It may not be the comprehensive answer you are looking for, but it's very common for larger companies to offsource the majority of their infrastructure gruntwork, including the handling and building of plain IP blocklists in response to perceived attacks.
If you look for IP reputation, you'll find that there are lots of companies offering such a service, and they are very attractive for larger companies, as they can show that they spend the money on these subscriptions for an unavoidable purpose.
One well known, easy to find company states:
An IP address earns a negative reputation when (OURCOMPANY) detects suspicious activity, such as spam or viruses originating from that address.
Now it is easy to conceive there does not need to be anyone involved in any malicious activities. It's just their machine may be compromised and actually try to scan open relays or probe for exploits on other hosts without even their owner's realising it.

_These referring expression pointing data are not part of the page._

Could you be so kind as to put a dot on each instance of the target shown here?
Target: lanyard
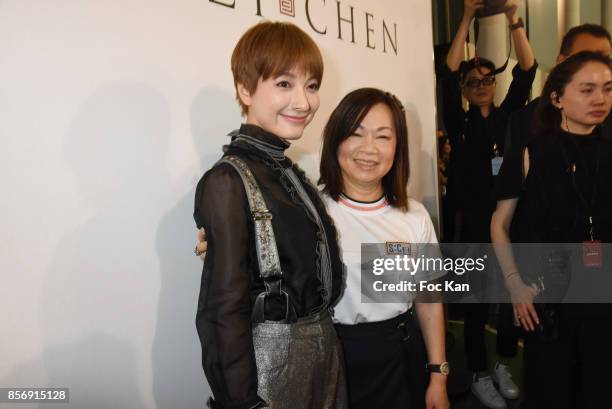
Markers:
(571, 167)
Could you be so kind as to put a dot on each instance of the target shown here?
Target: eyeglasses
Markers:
(476, 82)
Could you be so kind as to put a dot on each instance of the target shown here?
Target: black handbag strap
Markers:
(265, 243)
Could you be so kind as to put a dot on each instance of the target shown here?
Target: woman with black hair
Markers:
(567, 197)
(477, 139)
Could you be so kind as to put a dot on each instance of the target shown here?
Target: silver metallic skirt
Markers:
(300, 365)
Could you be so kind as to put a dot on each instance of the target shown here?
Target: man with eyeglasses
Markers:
(477, 148)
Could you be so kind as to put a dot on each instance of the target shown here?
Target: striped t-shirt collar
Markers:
(353, 204)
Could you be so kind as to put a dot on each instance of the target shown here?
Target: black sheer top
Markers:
(475, 140)
(230, 278)
(563, 167)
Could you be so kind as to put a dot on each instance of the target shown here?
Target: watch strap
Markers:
(516, 25)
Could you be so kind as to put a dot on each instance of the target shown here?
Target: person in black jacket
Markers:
(477, 146)
(586, 37)
(566, 198)
(273, 269)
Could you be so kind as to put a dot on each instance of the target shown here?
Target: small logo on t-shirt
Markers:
(397, 247)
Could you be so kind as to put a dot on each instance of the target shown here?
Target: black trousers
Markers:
(385, 364)
(573, 372)
(474, 334)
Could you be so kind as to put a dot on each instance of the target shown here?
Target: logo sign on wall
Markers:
(345, 20)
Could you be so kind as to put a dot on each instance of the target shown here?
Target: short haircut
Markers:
(270, 49)
(471, 64)
(343, 122)
(570, 37)
(547, 116)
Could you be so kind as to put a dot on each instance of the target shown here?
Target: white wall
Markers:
(110, 111)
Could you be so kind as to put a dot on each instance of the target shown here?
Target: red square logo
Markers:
(287, 7)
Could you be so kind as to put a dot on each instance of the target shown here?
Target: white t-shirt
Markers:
(376, 222)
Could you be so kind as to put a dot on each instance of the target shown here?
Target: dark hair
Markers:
(343, 122)
(271, 49)
(548, 116)
(570, 37)
(469, 65)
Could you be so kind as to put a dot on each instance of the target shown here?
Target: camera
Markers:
(491, 7)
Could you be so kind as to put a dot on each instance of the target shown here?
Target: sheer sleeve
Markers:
(223, 318)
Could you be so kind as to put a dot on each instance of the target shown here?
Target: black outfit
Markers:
(230, 278)
(571, 371)
(385, 363)
(475, 141)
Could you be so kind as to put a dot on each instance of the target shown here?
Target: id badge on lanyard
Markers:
(591, 249)
(496, 162)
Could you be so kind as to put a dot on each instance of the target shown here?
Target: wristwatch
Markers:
(516, 25)
(443, 368)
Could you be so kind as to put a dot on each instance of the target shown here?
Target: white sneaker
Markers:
(503, 378)
(486, 393)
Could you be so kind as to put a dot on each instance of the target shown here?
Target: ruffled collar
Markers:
(261, 140)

So yes, you can be sure there's a noticeable proportion of traffic originating from Tor exit points that can be considered malicious. Considering this, it cannot be a problem that any tor user can avoid by tweaking settings.

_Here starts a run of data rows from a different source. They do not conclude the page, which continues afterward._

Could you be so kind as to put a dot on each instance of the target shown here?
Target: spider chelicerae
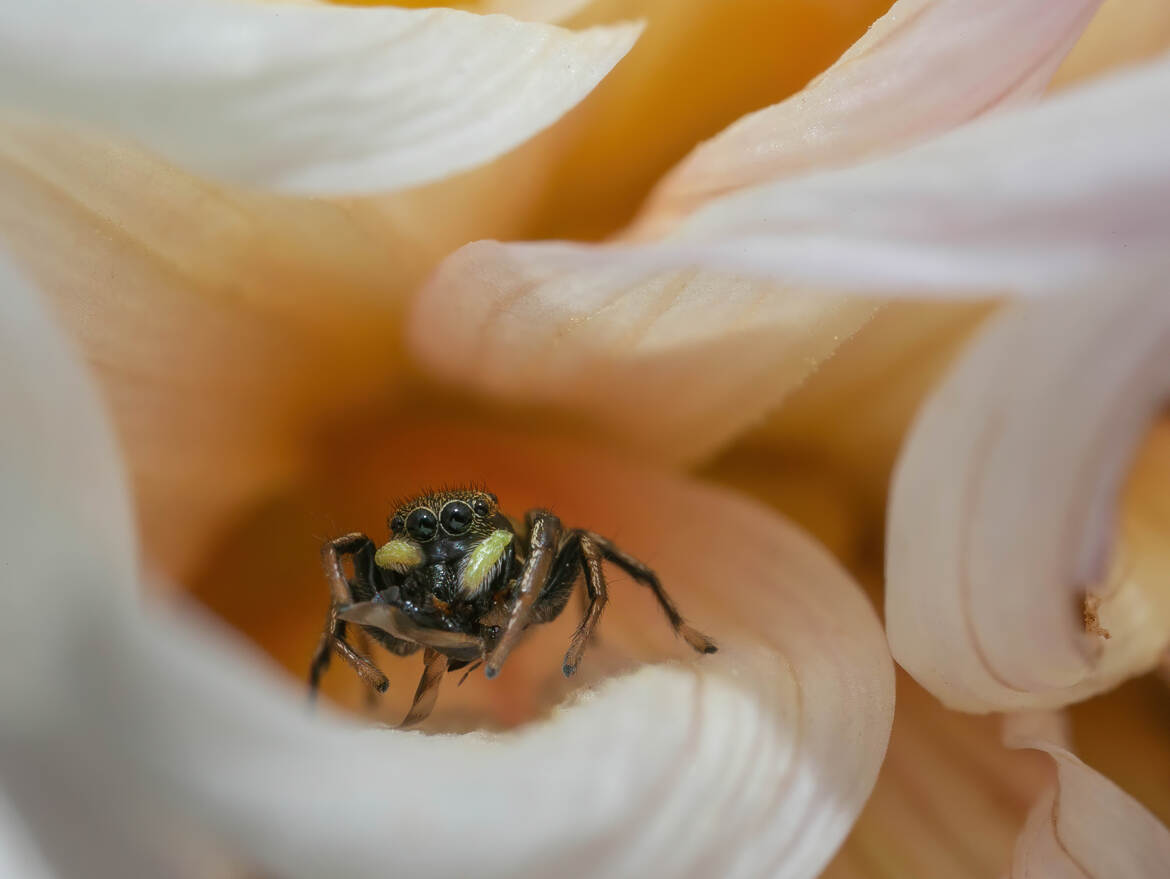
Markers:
(462, 582)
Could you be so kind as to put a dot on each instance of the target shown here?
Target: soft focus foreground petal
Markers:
(1124, 734)
(1123, 32)
(851, 416)
(675, 364)
(19, 853)
(1005, 586)
(924, 67)
(1087, 828)
(551, 11)
(224, 325)
(1024, 201)
(770, 747)
(949, 802)
(1018, 203)
(301, 96)
(64, 512)
(699, 67)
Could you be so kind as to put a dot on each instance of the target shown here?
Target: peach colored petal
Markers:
(301, 97)
(136, 706)
(949, 802)
(1122, 33)
(224, 325)
(924, 67)
(696, 69)
(1006, 588)
(1073, 190)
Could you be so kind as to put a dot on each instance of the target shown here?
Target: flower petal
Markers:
(949, 801)
(1000, 589)
(1030, 200)
(1123, 32)
(301, 97)
(924, 67)
(619, 328)
(697, 68)
(64, 514)
(1087, 828)
(783, 732)
(551, 11)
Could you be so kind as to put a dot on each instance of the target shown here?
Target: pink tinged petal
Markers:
(1087, 828)
(924, 67)
(770, 747)
(1004, 576)
(680, 344)
(302, 97)
(676, 364)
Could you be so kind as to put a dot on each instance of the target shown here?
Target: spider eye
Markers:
(456, 517)
(422, 524)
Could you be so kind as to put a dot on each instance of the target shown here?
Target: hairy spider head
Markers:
(460, 526)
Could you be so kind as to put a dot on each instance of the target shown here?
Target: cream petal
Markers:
(1029, 200)
(924, 67)
(1087, 828)
(675, 364)
(1123, 32)
(551, 11)
(771, 746)
(224, 325)
(1072, 190)
(1006, 588)
(64, 514)
(301, 97)
(949, 802)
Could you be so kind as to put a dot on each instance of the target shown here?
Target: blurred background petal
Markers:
(1087, 826)
(301, 96)
(1019, 574)
(644, 347)
(173, 725)
(924, 67)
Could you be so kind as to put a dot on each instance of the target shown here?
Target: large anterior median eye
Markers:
(456, 517)
(421, 524)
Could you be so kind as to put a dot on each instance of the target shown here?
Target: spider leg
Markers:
(426, 695)
(543, 540)
(342, 590)
(362, 646)
(644, 575)
(596, 595)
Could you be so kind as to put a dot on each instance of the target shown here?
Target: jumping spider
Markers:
(463, 582)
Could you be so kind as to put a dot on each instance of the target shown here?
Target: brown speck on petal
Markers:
(1092, 605)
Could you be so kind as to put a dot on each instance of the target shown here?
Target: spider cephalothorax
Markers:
(463, 582)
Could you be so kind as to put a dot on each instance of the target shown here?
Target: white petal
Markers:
(770, 747)
(1023, 201)
(302, 97)
(1087, 828)
(676, 363)
(551, 11)
(924, 67)
(1002, 557)
(64, 514)
(679, 348)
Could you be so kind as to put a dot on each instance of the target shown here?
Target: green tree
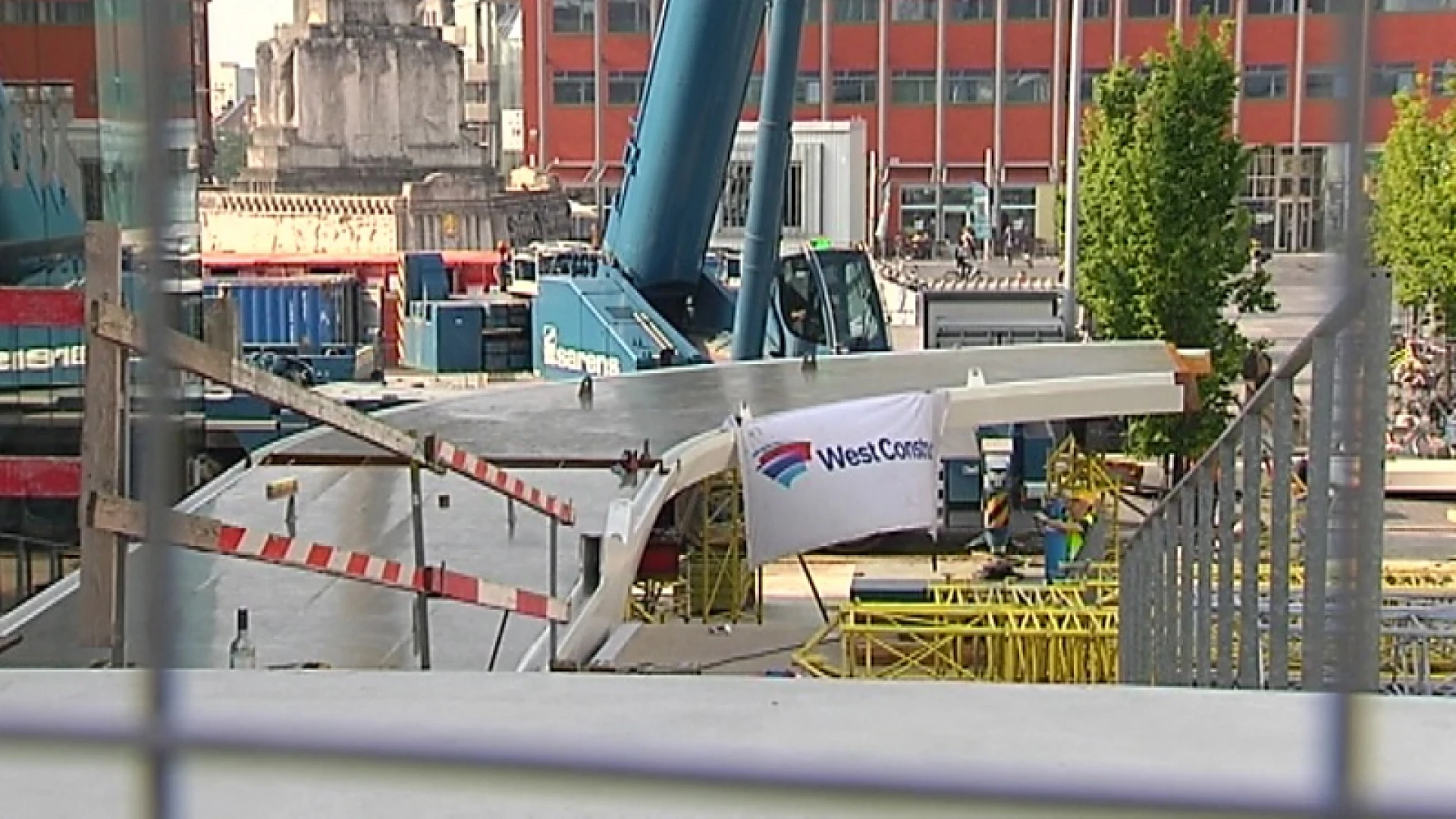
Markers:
(1164, 240)
(1414, 221)
(232, 155)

From this point on, it's not a technical, but a political problem - how much risk can we ask from companies to take when accepting traffic from the IP addresses we share with potential attackers?

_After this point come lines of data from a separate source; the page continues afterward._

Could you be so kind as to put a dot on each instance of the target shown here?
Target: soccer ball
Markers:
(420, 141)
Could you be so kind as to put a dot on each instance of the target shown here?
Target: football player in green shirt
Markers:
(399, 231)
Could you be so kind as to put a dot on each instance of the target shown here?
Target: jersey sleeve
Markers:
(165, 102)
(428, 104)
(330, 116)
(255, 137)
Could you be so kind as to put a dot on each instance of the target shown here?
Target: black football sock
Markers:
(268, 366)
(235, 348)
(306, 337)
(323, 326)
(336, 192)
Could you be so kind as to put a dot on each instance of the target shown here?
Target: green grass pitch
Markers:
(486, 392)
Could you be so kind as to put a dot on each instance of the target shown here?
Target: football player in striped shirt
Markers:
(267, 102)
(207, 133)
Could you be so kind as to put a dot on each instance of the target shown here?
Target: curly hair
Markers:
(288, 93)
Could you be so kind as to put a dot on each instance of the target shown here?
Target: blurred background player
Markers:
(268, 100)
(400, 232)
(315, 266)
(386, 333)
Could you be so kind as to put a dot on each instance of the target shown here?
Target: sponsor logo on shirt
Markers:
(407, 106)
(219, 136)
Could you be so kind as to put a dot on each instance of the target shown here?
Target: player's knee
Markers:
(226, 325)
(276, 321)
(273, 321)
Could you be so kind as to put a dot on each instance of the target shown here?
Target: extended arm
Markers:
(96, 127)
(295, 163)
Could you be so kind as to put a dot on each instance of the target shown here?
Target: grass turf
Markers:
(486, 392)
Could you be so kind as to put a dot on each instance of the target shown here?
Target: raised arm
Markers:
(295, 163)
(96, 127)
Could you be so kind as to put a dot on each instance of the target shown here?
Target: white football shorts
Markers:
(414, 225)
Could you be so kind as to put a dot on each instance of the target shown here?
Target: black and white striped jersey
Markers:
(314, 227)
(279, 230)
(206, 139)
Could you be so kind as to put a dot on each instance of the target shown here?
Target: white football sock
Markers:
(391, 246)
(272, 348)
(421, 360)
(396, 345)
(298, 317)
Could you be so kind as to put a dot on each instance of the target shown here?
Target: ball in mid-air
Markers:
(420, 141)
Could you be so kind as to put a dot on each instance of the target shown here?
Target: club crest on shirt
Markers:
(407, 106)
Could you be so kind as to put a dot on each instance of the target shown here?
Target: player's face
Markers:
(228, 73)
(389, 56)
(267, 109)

And then it's getting very mushy - some people are offended by open relay checks against their not relaying SMTP server, and consider this an attack - whereas in reality, it might be 1kB traffic wasted - in a day with potentially gigabytes of traffic on an XXMbit/s link. Who knows where to draw the line?
I'm not even sure we can convince any of those larger companies to make exceptions for TOR endpoints, as they have legitimate reasons (avoiding country based blocklists), that are against the policies, and wishes(!) of those very companies.